Hari itu biasa saja.

Langit tidak terlalu biru, angin tidak terlalu sejuk. Aku bahkan tidak ingat tanggalnya. Hanya ruangan yang sedikit pengap, suara orang-orang yang berbicara terlalu cepat, dan aku yang duduk agak jauh di sudut ruangan, memperhatikan dunia dengan cara yang tidak banyak orang tahu: diam-diam.

Lalu kau masuk.

Aku tidak menoleh cepat. Tidak seperti dalam film-film, tidak ada musik yang tiba-tiba mengalun, tidak ada waktu yang melambat. Tidak ada apa-apa, selain sepasang langkah tenang yang memasuki ruang yang sebelumnya terasa tak berarti.

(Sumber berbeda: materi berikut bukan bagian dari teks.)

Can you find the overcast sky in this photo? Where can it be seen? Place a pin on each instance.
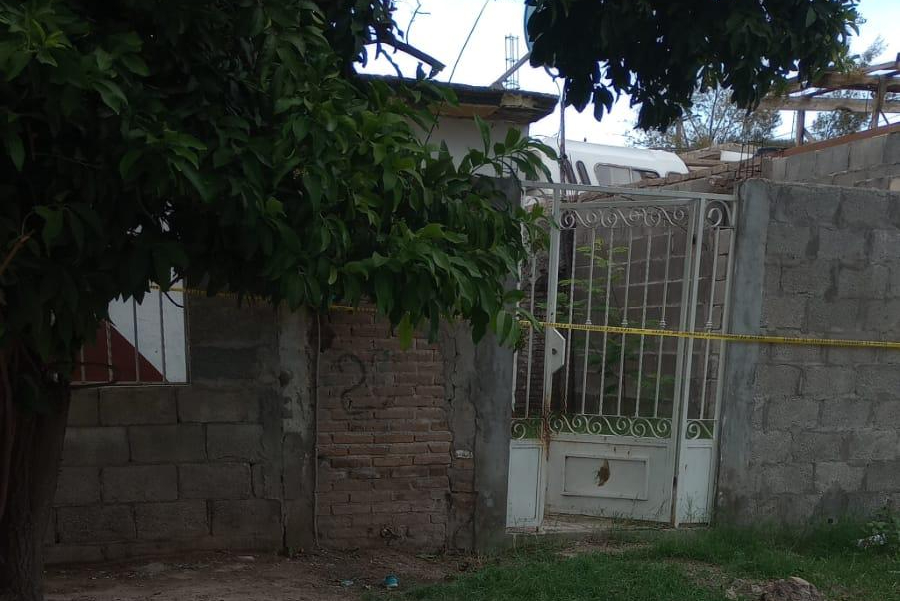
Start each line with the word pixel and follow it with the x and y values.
pixel 441 27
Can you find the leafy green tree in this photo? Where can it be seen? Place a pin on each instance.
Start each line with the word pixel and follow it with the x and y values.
pixel 223 142
pixel 658 52
pixel 230 142
pixel 832 124
pixel 711 119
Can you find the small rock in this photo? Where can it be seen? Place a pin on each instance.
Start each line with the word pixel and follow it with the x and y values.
pixel 151 569
pixel 792 589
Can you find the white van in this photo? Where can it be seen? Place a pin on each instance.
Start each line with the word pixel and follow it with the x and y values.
pixel 602 165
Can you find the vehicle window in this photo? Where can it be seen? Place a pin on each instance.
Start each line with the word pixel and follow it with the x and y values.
pixel 646 174
pixel 614 175
pixel 582 173
pixel 569 173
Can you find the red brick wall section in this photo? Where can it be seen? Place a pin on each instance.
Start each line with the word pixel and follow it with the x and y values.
pixel 384 443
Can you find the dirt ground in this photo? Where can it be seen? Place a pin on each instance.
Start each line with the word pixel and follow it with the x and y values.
pixel 227 576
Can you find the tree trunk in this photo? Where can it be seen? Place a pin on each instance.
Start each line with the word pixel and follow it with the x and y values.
pixel 34 467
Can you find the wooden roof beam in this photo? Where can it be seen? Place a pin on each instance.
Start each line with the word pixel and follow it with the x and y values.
pixel 806 103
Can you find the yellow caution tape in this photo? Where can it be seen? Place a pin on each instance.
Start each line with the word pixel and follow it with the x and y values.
pixel 750 338
pixel 753 338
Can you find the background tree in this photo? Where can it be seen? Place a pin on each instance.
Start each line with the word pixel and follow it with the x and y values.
pixel 658 52
pixel 831 124
pixel 229 142
pixel 711 119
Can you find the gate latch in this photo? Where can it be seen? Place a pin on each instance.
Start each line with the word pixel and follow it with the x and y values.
pixel 556 346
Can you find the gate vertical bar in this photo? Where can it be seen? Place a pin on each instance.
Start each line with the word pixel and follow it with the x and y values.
pixel 726 313
pixel 552 285
pixel 681 411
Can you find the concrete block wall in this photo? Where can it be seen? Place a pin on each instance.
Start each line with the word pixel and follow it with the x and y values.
pixel 865 162
pixel 812 432
pixel 408 445
pixel 384 440
pixel 224 462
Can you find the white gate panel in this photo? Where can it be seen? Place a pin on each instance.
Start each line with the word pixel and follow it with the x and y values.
pixel 614 414
pixel 615 477
pixel 694 482
pixel 525 494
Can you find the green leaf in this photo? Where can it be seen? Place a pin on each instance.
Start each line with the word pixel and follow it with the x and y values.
pixel 405 331
pixel 127 163
pixel 485 131
pixel 112 94
pixel 53 224
pixel 197 180
pixel 15 150
pixel 313 186
pixel 136 64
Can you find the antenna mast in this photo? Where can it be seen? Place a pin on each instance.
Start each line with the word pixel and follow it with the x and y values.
pixel 512 60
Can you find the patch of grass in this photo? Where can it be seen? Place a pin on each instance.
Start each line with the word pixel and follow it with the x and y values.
pixel 529 577
pixel 694 565
pixel 825 556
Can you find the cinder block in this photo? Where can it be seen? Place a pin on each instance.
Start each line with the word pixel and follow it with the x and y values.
pixel 869 282
pixel 167 444
pixel 137 405
pixel 208 404
pixel 839 315
pixel 83 408
pixel 139 483
pixel 884 245
pixel 235 442
pixel 819 446
pixel 864 209
pixel 883 318
pixel 800 167
pixel 98 523
pixel 768 447
pixel 778 379
pixel 892 149
pixel 253 518
pixel 871 444
pixel 883 476
pixel 95 446
pixel 866 153
pixel 55 554
pixel 810 278
pixel 845 414
pixel 787 241
pixel 820 382
pixel 834 159
pixel 839 474
pixel 803 205
pixel 77 486
pixel 774 169
pixel 886 414
pixel 878 381
pixel 167 521
pixel 786 478
pixel 846 245
pixel 214 481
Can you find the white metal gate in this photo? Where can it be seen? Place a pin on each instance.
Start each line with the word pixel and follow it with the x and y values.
pixel 614 424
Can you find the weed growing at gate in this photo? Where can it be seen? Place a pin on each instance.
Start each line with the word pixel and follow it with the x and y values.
pixel 700 565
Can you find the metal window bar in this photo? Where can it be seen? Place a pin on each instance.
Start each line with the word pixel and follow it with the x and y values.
pixel 624 324
pixel 572 274
pixel 587 321
pixel 609 263
pixel 637 397
pixel 662 321
pixel 708 325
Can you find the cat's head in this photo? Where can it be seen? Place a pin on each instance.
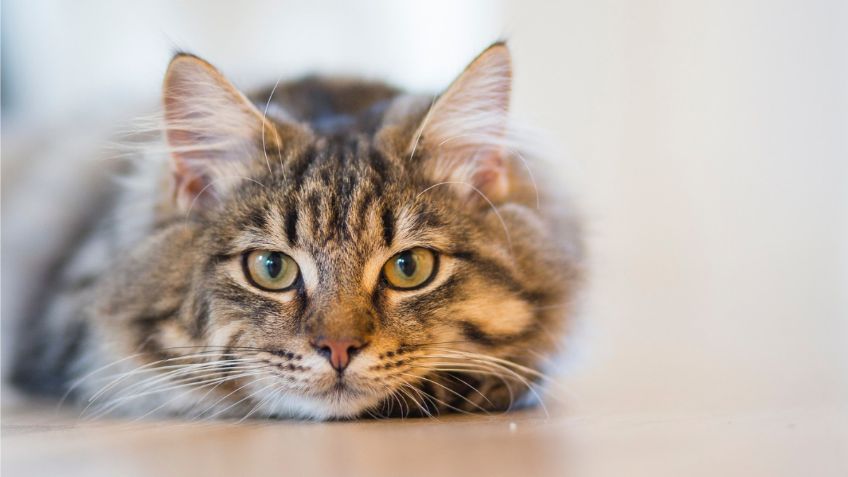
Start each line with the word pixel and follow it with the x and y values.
pixel 397 262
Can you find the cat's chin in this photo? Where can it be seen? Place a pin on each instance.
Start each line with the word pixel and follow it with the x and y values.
pixel 329 404
pixel 322 408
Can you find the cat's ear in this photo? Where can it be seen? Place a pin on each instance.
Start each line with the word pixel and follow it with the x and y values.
pixel 464 132
pixel 214 132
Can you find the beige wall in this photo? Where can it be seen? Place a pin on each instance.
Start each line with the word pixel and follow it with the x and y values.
pixel 708 140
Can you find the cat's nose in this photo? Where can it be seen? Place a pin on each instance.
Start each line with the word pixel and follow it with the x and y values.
pixel 338 351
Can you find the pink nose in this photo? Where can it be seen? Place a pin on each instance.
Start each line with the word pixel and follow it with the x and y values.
pixel 338 352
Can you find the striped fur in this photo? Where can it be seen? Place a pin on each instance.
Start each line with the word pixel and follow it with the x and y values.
pixel 340 175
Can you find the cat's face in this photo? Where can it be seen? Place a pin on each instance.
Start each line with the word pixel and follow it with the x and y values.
pixel 380 271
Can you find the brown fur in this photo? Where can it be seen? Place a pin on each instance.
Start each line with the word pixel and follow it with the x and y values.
pixel 341 180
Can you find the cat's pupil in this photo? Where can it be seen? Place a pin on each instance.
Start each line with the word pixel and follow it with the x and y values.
pixel 406 264
pixel 274 264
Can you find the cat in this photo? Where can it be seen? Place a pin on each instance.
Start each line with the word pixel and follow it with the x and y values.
pixel 327 249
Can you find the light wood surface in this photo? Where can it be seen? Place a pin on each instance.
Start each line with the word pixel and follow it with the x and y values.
pixel 709 142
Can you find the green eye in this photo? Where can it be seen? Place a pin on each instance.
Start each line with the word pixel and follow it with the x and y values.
pixel 270 271
pixel 411 268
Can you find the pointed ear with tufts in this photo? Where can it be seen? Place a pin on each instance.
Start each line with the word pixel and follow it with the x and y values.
pixel 213 131
pixel 463 134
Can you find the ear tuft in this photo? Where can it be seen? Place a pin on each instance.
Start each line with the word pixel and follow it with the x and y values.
pixel 213 131
pixel 464 132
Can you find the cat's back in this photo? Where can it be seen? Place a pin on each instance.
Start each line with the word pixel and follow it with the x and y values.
pixel 330 105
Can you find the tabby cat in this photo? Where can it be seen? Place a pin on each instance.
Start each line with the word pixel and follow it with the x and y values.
pixel 330 248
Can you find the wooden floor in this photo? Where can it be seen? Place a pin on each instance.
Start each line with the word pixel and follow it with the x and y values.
pixel 709 140
pixel 772 442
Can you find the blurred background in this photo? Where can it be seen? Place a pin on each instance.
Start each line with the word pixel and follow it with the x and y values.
pixel 707 143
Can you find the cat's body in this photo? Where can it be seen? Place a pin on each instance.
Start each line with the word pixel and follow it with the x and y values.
pixel 162 309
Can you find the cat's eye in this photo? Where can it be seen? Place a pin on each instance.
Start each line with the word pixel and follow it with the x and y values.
pixel 270 271
pixel 411 268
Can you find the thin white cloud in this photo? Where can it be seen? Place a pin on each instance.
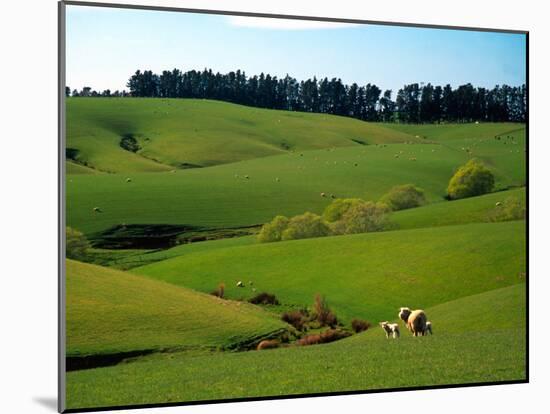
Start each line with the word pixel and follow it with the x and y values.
pixel 284 24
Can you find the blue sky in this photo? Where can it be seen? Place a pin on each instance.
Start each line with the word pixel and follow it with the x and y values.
pixel 105 46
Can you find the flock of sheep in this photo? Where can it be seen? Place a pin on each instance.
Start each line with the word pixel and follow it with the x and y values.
pixel 416 322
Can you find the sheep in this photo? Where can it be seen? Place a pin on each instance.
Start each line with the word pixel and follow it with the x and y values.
pixel 428 328
pixel 267 344
pixel 390 329
pixel 415 321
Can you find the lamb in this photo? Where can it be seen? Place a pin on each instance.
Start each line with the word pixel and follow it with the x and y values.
pixel 390 329
pixel 428 328
pixel 415 321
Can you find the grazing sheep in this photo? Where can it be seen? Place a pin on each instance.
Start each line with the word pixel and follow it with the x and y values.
pixel 415 321
pixel 428 328
pixel 267 344
pixel 391 329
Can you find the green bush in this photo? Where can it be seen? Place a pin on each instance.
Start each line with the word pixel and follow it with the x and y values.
pixel 305 226
pixel 510 209
pixel 76 244
pixel 472 179
pixel 338 208
pixel 404 196
pixel 362 218
pixel 273 230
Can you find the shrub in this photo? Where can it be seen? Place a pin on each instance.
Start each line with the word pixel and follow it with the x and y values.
pixel 338 208
pixel 330 335
pixel 220 291
pixel 404 196
pixel 295 318
pixel 268 344
pixel 264 299
pixel 76 244
pixel 273 230
pixel 359 325
pixel 362 218
pixel 470 180
pixel 305 226
pixel 323 313
pixel 510 209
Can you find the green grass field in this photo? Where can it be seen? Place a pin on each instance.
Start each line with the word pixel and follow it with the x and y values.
pixel 175 132
pixel 446 257
pixel 290 183
pixel 423 267
pixel 109 312
pixel 476 339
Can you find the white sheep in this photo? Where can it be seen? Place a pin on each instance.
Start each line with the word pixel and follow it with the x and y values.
pixel 428 328
pixel 415 321
pixel 391 329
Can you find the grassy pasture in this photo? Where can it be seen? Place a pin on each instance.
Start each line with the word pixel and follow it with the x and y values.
pixel 476 339
pixel 174 132
pixel 468 210
pixel 109 311
pixel 363 275
pixel 221 196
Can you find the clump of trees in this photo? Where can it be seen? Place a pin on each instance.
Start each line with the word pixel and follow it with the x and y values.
pixel 342 216
pixel 413 103
pixel 404 196
pixel 305 226
pixel 264 298
pixel 472 179
pixel 273 231
pixel 362 217
pixel 76 244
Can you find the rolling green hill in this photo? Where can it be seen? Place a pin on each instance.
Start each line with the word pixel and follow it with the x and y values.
pixel 289 184
pixel 109 311
pixel 365 275
pixel 468 210
pixel 181 133
pixel 476 339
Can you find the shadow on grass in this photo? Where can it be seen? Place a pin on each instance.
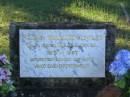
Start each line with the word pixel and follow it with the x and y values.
pixel 46 10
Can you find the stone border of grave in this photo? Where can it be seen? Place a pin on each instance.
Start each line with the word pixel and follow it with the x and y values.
pixel 60 83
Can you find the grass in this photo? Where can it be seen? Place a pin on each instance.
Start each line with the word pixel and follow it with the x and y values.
pixel 62 11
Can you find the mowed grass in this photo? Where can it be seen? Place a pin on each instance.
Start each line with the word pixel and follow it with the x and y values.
pixel 64 11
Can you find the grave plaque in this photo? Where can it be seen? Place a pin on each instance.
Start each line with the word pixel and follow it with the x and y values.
pixel 62 53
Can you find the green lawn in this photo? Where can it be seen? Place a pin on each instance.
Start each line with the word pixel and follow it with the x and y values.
pixel 62 11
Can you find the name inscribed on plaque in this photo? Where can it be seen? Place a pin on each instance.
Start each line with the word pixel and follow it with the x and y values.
pixel 62 52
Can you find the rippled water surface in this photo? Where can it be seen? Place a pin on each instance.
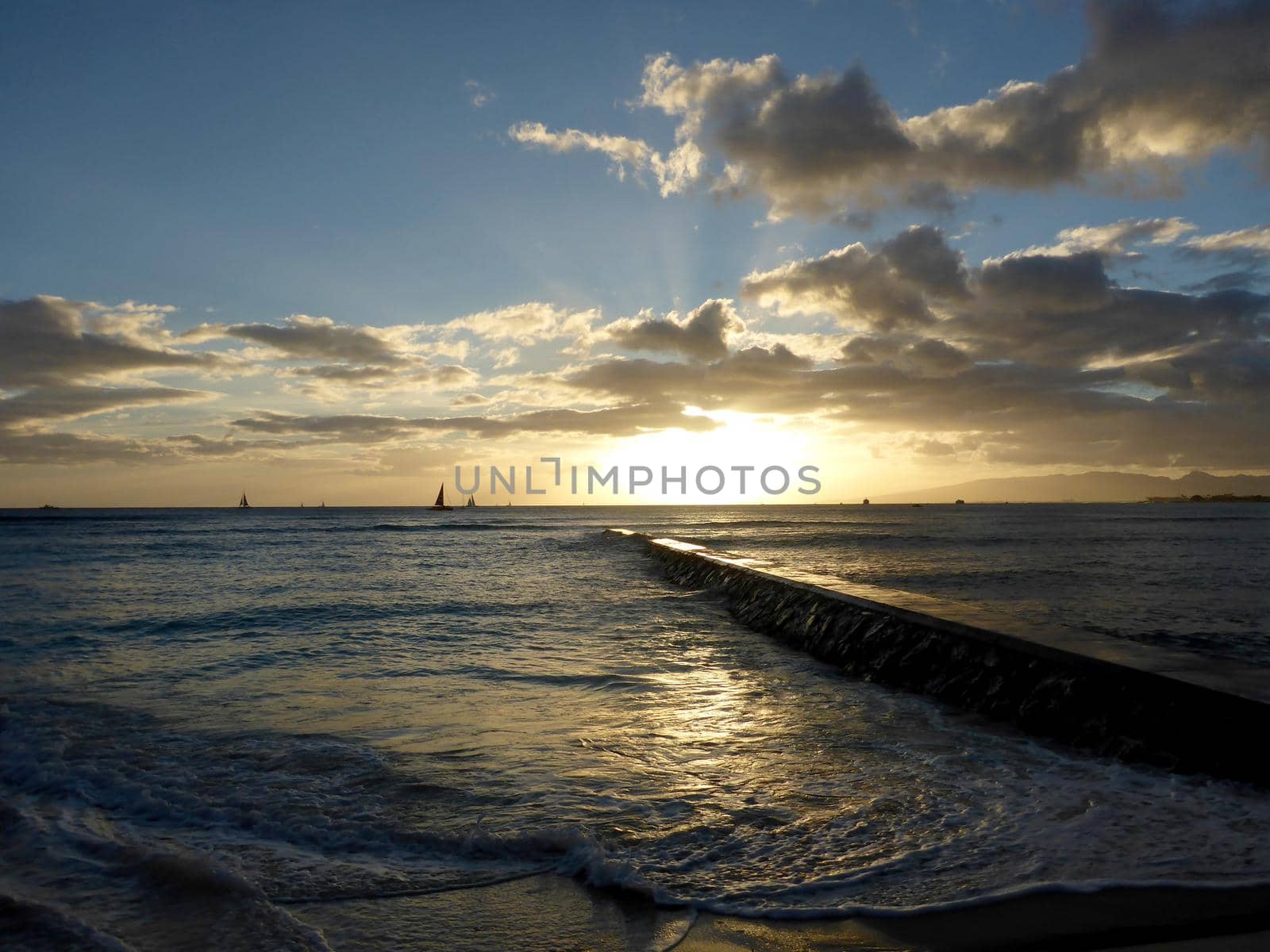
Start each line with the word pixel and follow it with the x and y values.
pixel 286 706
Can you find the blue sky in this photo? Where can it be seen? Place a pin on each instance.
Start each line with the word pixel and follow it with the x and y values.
pixel 244 163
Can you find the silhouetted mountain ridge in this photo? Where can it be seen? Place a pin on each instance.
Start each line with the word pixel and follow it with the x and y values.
pixel 1092 486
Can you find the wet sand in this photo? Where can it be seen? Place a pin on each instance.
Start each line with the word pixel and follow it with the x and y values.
pixel 552 913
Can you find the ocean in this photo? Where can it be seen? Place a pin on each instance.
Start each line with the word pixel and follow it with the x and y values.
pixel 276 727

Saat itu aku tidak berniat mencintaimu.
Aku bahkan tidak tahu siapa kamu.

Kau hanya seseorang dengan kerudung warna abu senja, mata yang tenang seperti danau yang menyembunyikan badai, dan suara yang tidak lantang namun langsung menembus ke dalam. Ada sesuatu dalam caramu menunduk, dalam caramu menyusun kata-kata, dalam caramu duduk di pojok ruangan sambil membuka buku seolah dunia tidak pernah memaksamu tergesa.

Seseorang mungkin akan menyebut itu sebagai "aura". Aku menyebutnya sebagai tanda. Tanda bahwa dunia sedang mempertemukan sesuatu, entah untuk apa, entah sampai kapan.

Aku hanya melihat. Tidak mencoba mendekat, tidak ingin tahu siapa namamu, tidak mencoba mencuri perhatian. Karena ada semacam ketenangan dalam tidak memiliki harapan. Dan mungkin, sejak awal, aku hanya ingin mengingatmu seperti itu—apa adanya, tanpa gangguan niat.

Lucu ya, bagaimana seseorang bisa menjadi penting dalam hidupmu hanya karena mereka hadir dengan keheningan yang pas?

Kau tidak tersenyum padaku waktu itu. Tapi kau tersenyum pada dunia, dan aku merasa cukup.
Itu aneh. Tapi dalam keanehan itu, aku merasa pulang.

"Fana, aku tidak jatuh cinta saat pertama kali melihatmu. Aku hanya merasa, untuk pertama kalinya dalam waktu yang lama, aku benar-benar melihat sesuatu yang tak ingin kulupakan."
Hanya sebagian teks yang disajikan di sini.